Current Research Status on Predicting Treatment Outcome
Drug resistance in cancer treatment is an especially critical problem. Genomics approaches, such as the use of DNA microarrays, have been used to identify genetic pathways that contribute to drug resistance in cancer. As this approach requires detailed analysis of many individual pathways, it is still far from gaining a comprehensive understanding of the complex relationships among genomic, molecular, cellular, and clinical phenotypes.
Because there is very limited knowledge of genetic pathways in clinical application, DNA microarray analysis has been utilized for studying drug response in in vitro and in vivo environments. Studies have been reported relating genome-wide gene expression from changes in response to chemotherapeutic agents to tumor tissue drug response directly without having to specify the pathway of analysis. (See Staunton, J. E., et al., “Chemosensitivity prediction by transcriptional profiling,” Proc.

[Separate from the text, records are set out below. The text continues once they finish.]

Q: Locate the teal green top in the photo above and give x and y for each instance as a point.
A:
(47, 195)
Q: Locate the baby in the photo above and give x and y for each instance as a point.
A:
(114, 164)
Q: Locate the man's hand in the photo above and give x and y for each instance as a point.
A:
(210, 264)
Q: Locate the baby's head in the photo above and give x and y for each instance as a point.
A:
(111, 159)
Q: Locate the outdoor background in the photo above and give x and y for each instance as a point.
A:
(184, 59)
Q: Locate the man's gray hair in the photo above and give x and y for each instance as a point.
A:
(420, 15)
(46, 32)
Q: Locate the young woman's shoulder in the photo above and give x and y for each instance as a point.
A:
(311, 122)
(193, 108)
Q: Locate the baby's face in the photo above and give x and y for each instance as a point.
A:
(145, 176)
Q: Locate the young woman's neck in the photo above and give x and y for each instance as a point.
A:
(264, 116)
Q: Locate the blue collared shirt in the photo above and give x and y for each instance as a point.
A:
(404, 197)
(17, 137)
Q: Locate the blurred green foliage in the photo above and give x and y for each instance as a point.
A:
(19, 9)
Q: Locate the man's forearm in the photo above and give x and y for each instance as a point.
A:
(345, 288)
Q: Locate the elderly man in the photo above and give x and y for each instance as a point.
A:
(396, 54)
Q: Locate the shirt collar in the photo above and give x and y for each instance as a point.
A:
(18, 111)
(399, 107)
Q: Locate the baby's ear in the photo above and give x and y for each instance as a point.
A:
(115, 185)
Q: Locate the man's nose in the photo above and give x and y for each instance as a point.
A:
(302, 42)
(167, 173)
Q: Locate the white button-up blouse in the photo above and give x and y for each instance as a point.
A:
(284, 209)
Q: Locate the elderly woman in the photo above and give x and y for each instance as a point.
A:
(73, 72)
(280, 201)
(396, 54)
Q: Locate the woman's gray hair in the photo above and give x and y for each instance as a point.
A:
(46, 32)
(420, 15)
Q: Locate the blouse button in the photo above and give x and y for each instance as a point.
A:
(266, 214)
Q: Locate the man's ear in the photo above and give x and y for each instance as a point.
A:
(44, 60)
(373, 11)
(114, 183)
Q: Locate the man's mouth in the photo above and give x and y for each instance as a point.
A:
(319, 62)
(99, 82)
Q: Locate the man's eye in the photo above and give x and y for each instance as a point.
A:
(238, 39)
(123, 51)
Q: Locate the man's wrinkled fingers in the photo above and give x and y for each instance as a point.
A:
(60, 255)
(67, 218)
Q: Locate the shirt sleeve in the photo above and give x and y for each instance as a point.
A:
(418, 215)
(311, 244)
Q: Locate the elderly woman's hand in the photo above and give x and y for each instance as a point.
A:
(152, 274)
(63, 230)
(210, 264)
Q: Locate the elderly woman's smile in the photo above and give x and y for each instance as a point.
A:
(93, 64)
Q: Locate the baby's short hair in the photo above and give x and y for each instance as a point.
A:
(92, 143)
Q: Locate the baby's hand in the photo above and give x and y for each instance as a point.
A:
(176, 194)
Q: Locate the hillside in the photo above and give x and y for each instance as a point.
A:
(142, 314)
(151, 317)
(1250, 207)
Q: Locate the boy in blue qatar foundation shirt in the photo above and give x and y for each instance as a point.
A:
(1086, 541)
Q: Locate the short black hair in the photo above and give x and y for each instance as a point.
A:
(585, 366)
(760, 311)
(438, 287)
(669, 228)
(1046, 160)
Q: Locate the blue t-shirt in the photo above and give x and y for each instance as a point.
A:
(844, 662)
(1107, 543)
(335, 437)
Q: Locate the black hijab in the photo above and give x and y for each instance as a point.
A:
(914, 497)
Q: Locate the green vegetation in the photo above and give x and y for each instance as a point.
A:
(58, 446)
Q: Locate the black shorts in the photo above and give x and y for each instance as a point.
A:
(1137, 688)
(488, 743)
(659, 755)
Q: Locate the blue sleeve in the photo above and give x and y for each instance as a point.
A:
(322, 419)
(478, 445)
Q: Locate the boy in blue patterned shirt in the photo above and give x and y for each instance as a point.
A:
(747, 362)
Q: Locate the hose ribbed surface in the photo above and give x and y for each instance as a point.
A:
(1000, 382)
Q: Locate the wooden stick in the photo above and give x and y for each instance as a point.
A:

Natl. Acad. Sci. USA 98, 10787-10792 (2001); Zembutsu, H., et al., “Genome-wide cDNA microarray screening to correlate gene expression profiles with sensitivity of 85 human cancer xenografts to anticancer drugs,” Cancer Res. 62:518-527 (2002); incorporated herein by reference in their entireties). Due to the limitations of the experimental design, these results were not definitive enough to determine if a sample's gene profile could be accurately related to a specific drug response. However, even if further in vitro or in vivo studies had provided positive results, direct clinical application still would not have been possible.
What are needed are methods, systems, and computer program products that predict an individual's treatment outcome from a sampling of a group of patients' biological profiles.